1. To explain the likely future development of structured reporting.
2. To highlight the opportunities which will arise from availability of radiological data in formats which can be searched and used as imaging biobanks.
3. To discuss the data protection issues which arise from these developments.
As artificial intelligence increases its penetration into all aspects of life, radiology will change in the future. Radiology reports will become more standardised in format and language, and will become rich sources of information for teaching, research and machine learning, feeding back into a loop of continuing improvement of technological tools. This session will explore how these processes will operate, how radiology report data will be mined and utilised in the future, and what issues this will highlight in terms of data ownership and protection.
1. To discuss the role that the imaging biobanks can play in providing the data necessary for machine learning and for the assessment of the performances of diagnostic tools.
2. To understand the role ontologies play in the standardisation of image annotations in imaging biobanks.
3. To understand the need to collaborate with the domain of (specimen) biobanking.
Significant progress in computer-aided or even automated image interpretation are expected in the near future. Machine learning and assessment of the performances of these new tools will require large quantities of annotated image data.
The development of imaging biobanks should be able to provide such data. The presentation will summerize the challenges of gathering large sets of image data, either from past clinical research studies, or from large cohorts and population studies. Particular emphasis will be put on the definition of consensual ontological models to guarantee a good standardisation of semantics borne by image annotations. Indeed, the latter must cover a wide scope from general characteristics of the clinical cases (e.g. known pathology, patient sex and age) up to quantitative image biomarkers derived from the images. The issue of relating image data to other biological data (e.g. genetic / genomic) will be underlined, justifying a strategy of designing information models for imaging biobanks that are consistent with those used in biobanking (e.g. BBMRI-ERIC).
1. To discuss the data requirements for artificial intelligence and big data.
2. To understand how structured reporting can facilitate research in machine learning.
3. To become familiar with informatics standards, relevant to structured reporting.
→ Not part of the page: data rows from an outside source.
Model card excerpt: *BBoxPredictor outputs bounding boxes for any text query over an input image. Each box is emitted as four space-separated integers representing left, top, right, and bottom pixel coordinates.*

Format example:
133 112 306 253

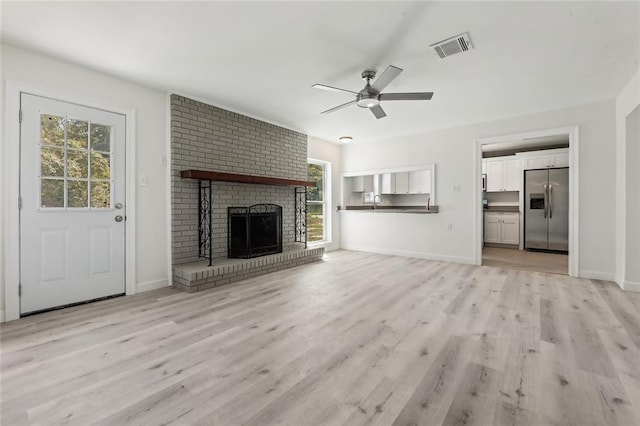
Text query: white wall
307 136 342 251
0 44 168 322
616 69 640 291
342 100 616 279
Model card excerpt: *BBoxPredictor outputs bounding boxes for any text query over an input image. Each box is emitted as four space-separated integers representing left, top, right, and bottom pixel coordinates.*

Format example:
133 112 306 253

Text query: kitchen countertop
484 206 520 213
341 206 438 214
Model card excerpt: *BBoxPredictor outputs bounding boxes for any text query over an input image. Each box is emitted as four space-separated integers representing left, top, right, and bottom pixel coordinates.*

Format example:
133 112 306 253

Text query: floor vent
429 33 473 59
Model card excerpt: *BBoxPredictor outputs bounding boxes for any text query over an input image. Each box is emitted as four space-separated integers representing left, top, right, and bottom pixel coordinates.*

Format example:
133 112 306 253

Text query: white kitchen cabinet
517 148 569 170
409 170 431 194
380 173 396 194
486 156 522 192
502 159 522 191
501 213 520 245
484 213 502 244
351 175 373 192
484 212 520 245
394 172 409 194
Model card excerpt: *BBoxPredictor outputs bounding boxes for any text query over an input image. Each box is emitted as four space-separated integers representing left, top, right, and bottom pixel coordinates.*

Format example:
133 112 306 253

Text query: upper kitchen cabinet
351 175 373 192
409 170 431 194
394 172 409 194
516 148 569 170
482 156 522 192
342 164 436 206
380 170 431 195
380 173 396 194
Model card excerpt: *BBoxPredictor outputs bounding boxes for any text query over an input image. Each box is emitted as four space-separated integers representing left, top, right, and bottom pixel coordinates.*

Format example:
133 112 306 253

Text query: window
307 159 329 243
40 114 112 209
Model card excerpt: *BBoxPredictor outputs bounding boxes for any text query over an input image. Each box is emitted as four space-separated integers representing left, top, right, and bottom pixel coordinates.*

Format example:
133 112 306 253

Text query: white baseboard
622 281 640 291
342 245 475 265
578 269 615 282
136 278 169 293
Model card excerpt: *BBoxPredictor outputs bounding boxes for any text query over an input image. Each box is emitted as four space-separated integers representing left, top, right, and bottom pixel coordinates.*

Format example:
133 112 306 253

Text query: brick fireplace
170 95 322 291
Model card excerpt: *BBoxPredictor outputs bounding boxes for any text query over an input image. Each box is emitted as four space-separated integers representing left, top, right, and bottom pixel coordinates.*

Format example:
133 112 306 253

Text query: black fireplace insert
227 204 282 259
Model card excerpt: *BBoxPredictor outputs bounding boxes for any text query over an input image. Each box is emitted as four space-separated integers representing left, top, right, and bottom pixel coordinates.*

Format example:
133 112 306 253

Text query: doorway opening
476 128 578 276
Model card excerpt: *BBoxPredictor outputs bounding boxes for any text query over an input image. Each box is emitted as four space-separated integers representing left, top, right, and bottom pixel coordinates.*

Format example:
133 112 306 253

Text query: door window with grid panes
307 160 327 243
39 114 112 209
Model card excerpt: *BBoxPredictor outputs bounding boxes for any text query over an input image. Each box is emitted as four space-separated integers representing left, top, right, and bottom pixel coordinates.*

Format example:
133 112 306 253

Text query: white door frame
474 126 580 277
0 80 136 321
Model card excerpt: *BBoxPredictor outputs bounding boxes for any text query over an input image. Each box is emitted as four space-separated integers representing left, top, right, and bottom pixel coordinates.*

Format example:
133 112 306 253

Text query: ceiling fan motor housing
356 92 380 108
356 70 380 108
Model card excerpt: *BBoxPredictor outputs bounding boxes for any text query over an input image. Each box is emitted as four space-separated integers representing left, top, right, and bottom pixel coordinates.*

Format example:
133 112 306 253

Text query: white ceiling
1 1 640 145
There has been a tremendous increase in interest towards artificial intelligence and machine learning applications in radiology. In order for such systems and algorithms to perform sufficiently well, large amounts of training data are required. These data need to be either standardized and of adequate quality or available in large enough amounts, that enough relevant information can be extracted. However, in current clinical and radiological IT ecosystems access to relevant pieces of information is difficult. This is mostly due to the fact, that a large portion of information is handled as a collection of narrative texts and interoperability is still lacking.
This lecture will give an overview on how structured reporting can help to facilitate research in artificial intelligence and in the context of big data. Potential approaches to implementing structured reporting will be discussed, focusing also on interoperability and standardization.
1. To understand the current and future role of data.
2. To understand the issues surrounding data control and ownership.
3. To discuss the role of AI in the future of radiology.
Recent years has shown an explosive growth in the use of Artificial Intelligence (AI) and Deep Learning not in the least for medical applications. These new technological developments have started a whole new discussion on privacy of data processed by these computerized systems. Especially those applications in health care demand a high level of patient privacy and patient data security. The actual ownership of medical data is also part of this discussion where we can have different situations with original, de-identified, anonymized and processed data. Questions like what data is still personal data for an individual patient or participant in a clinical trial and who actually owns the data that is produced with self-learning computer systems. This educational course will discuss these issues with respect to ownership, intellectual property and the different aspects that are involved in this when moving towards the era of AI.